Tuesday, March 8, 2016

Being Fat May Not Be Where It's At, But It's Part of Me

    In case you hadn't noticed, I'm a fatty. Am I ashamed? Hell no! What I am ashamed of is how non fat people, judge fat people like myself.

    You don't know my story. I don't know yours. Which is why I won't stare at you, and judge you.

    Am I trying to glorify being fat? Nope. But I'm tired of being ashamed of being me. I won't be ashamed of being me.

    You see, I'm a mother. A wife. A daughter. A sister. A cousin. An aunt. I'm someones friend. And I'm fat. I'm also chronically ill. 

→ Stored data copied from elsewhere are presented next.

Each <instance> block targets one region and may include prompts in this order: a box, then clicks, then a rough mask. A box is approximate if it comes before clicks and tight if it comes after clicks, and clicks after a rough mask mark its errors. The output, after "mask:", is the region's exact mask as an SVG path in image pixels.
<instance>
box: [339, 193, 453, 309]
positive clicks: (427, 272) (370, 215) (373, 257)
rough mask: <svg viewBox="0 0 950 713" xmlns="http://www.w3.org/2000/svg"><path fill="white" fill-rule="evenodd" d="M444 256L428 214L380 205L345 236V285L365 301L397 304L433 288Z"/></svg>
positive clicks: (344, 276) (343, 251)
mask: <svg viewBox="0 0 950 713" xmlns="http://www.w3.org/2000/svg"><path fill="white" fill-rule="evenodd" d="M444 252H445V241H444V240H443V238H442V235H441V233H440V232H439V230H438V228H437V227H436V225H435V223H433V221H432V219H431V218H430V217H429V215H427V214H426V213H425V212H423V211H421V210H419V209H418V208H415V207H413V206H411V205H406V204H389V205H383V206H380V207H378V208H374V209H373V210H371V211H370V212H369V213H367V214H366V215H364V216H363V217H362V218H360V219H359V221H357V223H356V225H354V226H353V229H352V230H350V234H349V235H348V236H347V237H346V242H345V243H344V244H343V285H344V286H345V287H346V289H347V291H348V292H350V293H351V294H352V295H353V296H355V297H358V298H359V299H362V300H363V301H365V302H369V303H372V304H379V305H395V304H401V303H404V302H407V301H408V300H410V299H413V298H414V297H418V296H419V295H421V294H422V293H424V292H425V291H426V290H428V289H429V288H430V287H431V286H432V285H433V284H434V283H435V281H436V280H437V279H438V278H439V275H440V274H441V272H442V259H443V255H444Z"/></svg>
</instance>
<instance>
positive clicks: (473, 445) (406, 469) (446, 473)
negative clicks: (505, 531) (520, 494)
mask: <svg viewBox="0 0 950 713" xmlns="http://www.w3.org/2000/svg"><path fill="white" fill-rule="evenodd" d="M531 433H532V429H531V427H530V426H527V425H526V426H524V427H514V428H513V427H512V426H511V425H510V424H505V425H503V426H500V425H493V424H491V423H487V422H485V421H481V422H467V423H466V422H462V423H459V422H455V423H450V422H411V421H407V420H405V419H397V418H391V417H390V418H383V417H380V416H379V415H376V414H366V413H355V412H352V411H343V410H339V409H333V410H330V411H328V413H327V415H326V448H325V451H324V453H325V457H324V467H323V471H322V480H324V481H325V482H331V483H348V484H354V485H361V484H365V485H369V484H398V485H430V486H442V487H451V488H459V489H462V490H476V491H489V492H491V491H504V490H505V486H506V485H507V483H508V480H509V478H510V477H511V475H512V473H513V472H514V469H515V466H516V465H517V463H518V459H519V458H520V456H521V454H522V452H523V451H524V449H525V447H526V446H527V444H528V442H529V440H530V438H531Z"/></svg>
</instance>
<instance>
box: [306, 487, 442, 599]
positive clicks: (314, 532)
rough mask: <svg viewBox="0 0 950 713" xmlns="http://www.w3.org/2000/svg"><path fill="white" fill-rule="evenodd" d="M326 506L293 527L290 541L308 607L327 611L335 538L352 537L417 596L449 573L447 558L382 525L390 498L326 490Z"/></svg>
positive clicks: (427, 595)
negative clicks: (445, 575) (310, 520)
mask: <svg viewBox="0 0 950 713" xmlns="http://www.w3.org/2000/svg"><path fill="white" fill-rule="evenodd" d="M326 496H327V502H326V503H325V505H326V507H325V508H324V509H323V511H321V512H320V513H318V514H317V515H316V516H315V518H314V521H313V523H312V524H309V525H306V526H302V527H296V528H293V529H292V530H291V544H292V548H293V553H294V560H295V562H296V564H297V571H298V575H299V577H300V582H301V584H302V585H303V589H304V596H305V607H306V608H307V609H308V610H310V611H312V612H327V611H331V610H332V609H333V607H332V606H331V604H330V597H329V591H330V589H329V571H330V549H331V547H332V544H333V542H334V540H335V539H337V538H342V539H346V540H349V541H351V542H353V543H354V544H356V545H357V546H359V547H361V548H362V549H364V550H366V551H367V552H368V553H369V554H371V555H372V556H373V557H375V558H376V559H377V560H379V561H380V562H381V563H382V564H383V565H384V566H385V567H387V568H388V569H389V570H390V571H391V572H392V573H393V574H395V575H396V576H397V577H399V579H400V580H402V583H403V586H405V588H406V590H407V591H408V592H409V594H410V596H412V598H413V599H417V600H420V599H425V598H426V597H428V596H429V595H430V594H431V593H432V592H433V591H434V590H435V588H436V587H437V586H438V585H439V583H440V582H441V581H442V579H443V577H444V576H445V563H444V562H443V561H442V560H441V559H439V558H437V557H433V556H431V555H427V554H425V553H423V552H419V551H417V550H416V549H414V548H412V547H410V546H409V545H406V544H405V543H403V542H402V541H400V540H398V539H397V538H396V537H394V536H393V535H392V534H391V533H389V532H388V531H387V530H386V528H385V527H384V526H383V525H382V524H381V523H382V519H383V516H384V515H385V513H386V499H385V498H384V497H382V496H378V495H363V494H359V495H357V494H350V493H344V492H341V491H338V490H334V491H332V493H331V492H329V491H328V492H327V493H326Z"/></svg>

    Just getting out of bed is a chore for me. Taking a bath, and having to wash my hair is exhausting. But like I said, I'm a wife, and a mother, and more. I HAVE to do these things, and so much more. I push through the pain and exhaustion, and live my life, to the best of my ability.

    I recently got a knock off pedometer thingy. I'm proud of myself for doing 2500 steps a day. Yeah, I know, most of you are happy to get 5,000, even 10,000, and that's great for you. For someone who struggles to walk, taking 2,500 steps is HUGE for me.

    And the days where I am so exhausted, I can barely make 1,500 steps, well I'm proud of that too. I'm proud, because I'm trying.

    Being fat isn't a CHOICE. It happens. Believe it or not, before my son, and before all these illnesses, I was only 100 pounds.

    My weight is a number. It doesn't define me. Just like autism doesn't define us. Or our illnesses don't define us.

    Do I want to be healthy? Hell yes! I WISH my immune system and my body could work together. I hate being sick. I hate having to tell my son I can't play outside with him because I'm too ill. I spend my "good" days making up for the "bad" ones. Then,  I do so much with my son, and around my house, that the next day will always be a "bad" day for me.

    This is the life of chronic illness. This is the life of a fat person. So stop judging me. Stop judging others. (Also, saying, "She's pretty, for a fat girl," is super rude, so stop doing that too.)